Luther Vandross
密かにクリスマス好きのぼくが、毎年この時期になると引っ張り出すアルバムがある。『Funky Christmas』と実にストレートな看板を掲げたそのコンピレーション盤のジャケットには、インプレッションズやマージー・ジョセフ、それになぜかひとり真面目顔のルー・ドナルドソンらに囲まれる形で、サンタ帽をかぶって満面の笑みを湛えるルーサー・ヴァンドロスがピアノを前にした一等席にどんと陣取っている。リリースは76年。当時組んでいた〈ルーサー〉という男女混声グループの一員として(もちろん主役は彼)2曲を担当する彼のヴォーカルには、早くも完成の域に達しようとしているあのルーサー節が確認できる。
ルーサーは、ソウルフルと聴いて思い浮かべがちな豪快さが取り柄のシンガーではない。むしろずっと繊細に、みずからの喉を徹底的にコントロールして、その声色を、そのタイミングを、そのノートの長さにこだわる。ひっくり返るか返らないかというギリギリのところで声を張ってみせる彼の歌い回しがチャーミングに映るのも、極めて人懐っこいのにイナタさの感じられない都会的なスタイルも、そうした熟練工の如きスキルがあってこそのものなのだ。

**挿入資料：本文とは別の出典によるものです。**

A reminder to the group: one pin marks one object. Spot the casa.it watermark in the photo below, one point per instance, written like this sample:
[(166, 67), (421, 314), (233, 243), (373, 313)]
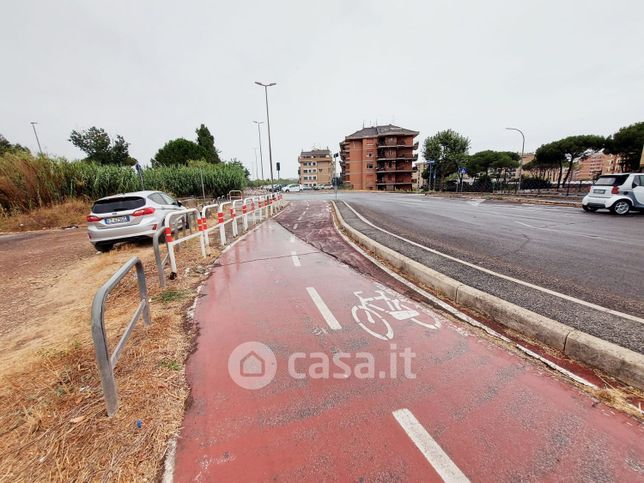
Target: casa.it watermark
[(253, 365)]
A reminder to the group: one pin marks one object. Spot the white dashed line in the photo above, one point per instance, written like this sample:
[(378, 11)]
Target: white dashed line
[(430, 449), (329, 318)]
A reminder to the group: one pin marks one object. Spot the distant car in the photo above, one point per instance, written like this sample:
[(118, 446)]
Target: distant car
[(292, 188), (127, 217), (618, 193)]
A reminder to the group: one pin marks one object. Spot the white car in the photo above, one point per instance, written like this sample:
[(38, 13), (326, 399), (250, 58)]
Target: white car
[(292, 188), (128, 216), (618, 193)]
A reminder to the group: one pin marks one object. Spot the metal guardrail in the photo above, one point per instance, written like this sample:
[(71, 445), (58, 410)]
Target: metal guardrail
[(107, 362)]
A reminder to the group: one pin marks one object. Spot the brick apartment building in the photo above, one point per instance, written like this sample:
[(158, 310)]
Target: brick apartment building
[(379, 158), (316, 167)]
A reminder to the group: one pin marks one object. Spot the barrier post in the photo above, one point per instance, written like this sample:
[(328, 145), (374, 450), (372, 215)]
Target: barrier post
[(245, 215), (233, 219), (222, 227)]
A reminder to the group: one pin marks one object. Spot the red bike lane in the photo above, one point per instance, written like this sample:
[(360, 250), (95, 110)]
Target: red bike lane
[(467, 408)]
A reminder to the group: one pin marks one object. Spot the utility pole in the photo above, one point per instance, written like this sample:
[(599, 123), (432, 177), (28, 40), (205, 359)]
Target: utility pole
[(522, 153), (259, 134), (268, 125), (33, 125)]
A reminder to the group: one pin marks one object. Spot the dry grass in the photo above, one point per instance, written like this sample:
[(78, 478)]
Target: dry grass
[(54, 425), (71, 212)]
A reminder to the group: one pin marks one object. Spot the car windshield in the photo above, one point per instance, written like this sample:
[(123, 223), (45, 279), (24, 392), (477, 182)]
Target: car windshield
[(611, 180), (118, 204)]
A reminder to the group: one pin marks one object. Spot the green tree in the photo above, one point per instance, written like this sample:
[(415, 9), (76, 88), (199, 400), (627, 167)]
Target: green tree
[(449, 150), (566, 150), (207, 141), (238, 163), (499, 162), (178, 152), (7, 147), (627, 144), (99, 148)]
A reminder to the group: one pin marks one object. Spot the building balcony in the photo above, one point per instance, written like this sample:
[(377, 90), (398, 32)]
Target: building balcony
[(404, 169), (394, 183), (413, 157), (384, 145)]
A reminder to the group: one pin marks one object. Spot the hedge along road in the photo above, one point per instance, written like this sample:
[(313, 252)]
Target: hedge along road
[(593, 257)]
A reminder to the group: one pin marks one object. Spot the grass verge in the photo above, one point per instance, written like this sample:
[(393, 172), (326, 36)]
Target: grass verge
[(71, 212), (53, 423)]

彼のヴォーカルには、ダイレクトにこれだと指摘できるほどの明確な影響源がない。一説によればゴスペルを歌ったことがないとされる履歴に起因しているのか、それともディオンヌ・ワーウィックやアレサ・フランクリン、ダイアナ・ロスといった女性シンガーの音楽を愛好していたという音楽的嗜好からなのか。いずれにせよ、ルーサーはいかにサム・クックをカヴァーしようが、スティーヴィー・ワンダーをカヴァーしようが、それら先人たちとは繋がっているようで繋がっていない孤高のシンガーである。